Director: Shoojit Sircar
Cast: Varun Dhawan and Banita Sandhu
Acting: **** 1/2
Screenplay: **** 1/2
Overall Rating: **** 1/2
For all the people curious about why the film is titled October – It is because in October a flower named ‘Night Jasmine’ (which in Bengali is called ‘Shiuli’) blooms and that is the favourite flower of the female lead, Shiuli (Banita Sandhu), in the film.
Danish Walia aka Dan (Varun Dhawan) works as a trainee at a five-star hotel in Delhi. Shiuli is his co-worker and ex-classmate. Dan is a straightforward guy who doesn’t mince his words and is infamous in the hotel for his ‘temperamental’ behaviour. He notices and feels everything deeply and spots even a minute irregularity. Due to a tragic accident, Shiuli is admitted to the ICU and surprisingly Dan finds some interest in just seeing her everyday even though they never had any kind of friendship. Dan is intrigued that her last words just before the accident were “Where is Dan?” and that leaves a great impact on him. So, he decides to visit her everyday even though everyone constantly questioned him that why he visits her because he is neither her relative nor her boyfriend.
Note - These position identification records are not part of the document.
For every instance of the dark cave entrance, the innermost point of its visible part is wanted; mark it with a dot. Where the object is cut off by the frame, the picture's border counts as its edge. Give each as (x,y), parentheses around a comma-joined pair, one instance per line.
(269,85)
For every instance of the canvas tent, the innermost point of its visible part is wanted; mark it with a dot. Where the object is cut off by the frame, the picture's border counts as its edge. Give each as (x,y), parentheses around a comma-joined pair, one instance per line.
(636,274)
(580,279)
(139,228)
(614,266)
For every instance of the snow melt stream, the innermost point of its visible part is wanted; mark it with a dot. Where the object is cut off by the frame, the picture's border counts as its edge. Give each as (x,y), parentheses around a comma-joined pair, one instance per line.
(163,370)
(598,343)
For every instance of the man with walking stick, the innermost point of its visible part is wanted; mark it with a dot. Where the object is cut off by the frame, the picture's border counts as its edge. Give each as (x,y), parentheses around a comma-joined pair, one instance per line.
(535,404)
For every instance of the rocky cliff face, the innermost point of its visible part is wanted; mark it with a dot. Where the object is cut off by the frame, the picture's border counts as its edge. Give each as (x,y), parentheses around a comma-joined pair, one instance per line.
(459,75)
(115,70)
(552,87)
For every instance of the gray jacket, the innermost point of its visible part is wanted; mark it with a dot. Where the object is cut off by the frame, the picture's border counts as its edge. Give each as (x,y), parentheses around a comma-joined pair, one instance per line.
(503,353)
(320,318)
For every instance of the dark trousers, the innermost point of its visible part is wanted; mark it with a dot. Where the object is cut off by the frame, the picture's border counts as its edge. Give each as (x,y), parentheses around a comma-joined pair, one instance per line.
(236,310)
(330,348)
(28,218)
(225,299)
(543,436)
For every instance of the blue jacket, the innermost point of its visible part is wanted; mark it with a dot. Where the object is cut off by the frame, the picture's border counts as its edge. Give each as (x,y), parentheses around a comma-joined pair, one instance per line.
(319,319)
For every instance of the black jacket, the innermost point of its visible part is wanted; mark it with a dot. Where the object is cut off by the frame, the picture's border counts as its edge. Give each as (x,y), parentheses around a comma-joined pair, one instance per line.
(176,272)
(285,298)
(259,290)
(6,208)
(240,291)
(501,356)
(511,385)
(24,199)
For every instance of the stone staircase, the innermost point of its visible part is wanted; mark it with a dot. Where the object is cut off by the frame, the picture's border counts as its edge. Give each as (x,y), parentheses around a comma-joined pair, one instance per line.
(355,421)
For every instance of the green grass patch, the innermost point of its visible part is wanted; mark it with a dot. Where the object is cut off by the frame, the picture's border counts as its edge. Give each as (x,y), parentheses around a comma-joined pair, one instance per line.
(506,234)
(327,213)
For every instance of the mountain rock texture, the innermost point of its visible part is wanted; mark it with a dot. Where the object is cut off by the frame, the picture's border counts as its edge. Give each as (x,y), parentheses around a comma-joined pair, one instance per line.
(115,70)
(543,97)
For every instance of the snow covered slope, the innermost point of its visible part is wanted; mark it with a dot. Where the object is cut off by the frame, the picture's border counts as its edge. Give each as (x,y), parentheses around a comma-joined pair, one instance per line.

Gitanjali Rao as Shiuli’s mother, who is just keeping her hopes alive about her daughter, is a wonderful display of acting. She breathes life into her character by conveying the melancholic emotions rightly through her pain-stricken eyes. Banita Sandhu has a role to just stare dead into nothingness for most part of the film but even pulling such a role off is an exemplification of talent in itself. Varun Dhawan is undoubtedly the heart of October and acts as if he really is Dan. He makes us forget about the Hammy-Judwaa-Act and takes us back to his previous best work – Badlapur – and shows us that why he is an all-rounder. He portrays emotions as serene as the winter mornings in an effortless way.
Shoojit Sircar (Director) and Juhi Chaturvedi (Writer) have always done wonders and here too they deliver the most unusual love story, or that is to say a story about love, in a gracious way. They showcase an unusual bond between two people who barely had a conversation in the film prior the tragic day. Sircar carves a slow-paced tale about an unlikely bond between two people and instils every dialogue-less frame with things left for the audience to interpret and so this film needs an active audience. The sluggish pace acts as a benefit in conveying minute feelings between the two leads. The masterfully executed close-ups by Avik Mukhopadhyay and poised night jasmine shots, with an amazingly eye-pleasing bokeh, are a treat to watch.
If Varun Dhawan is the heart of the film, then the soul is the soul-stirring instrumental theme of October by Shantanu Moitra. The violin in the theme song is the subtle conveyor of every melancholic frame. The film is not for the ones who don’t like slow-paced tales but still it should be watched because it may make you introspect about how far you can go with a little hope for someone. The film is definitely a must-watch and will remain with you for long.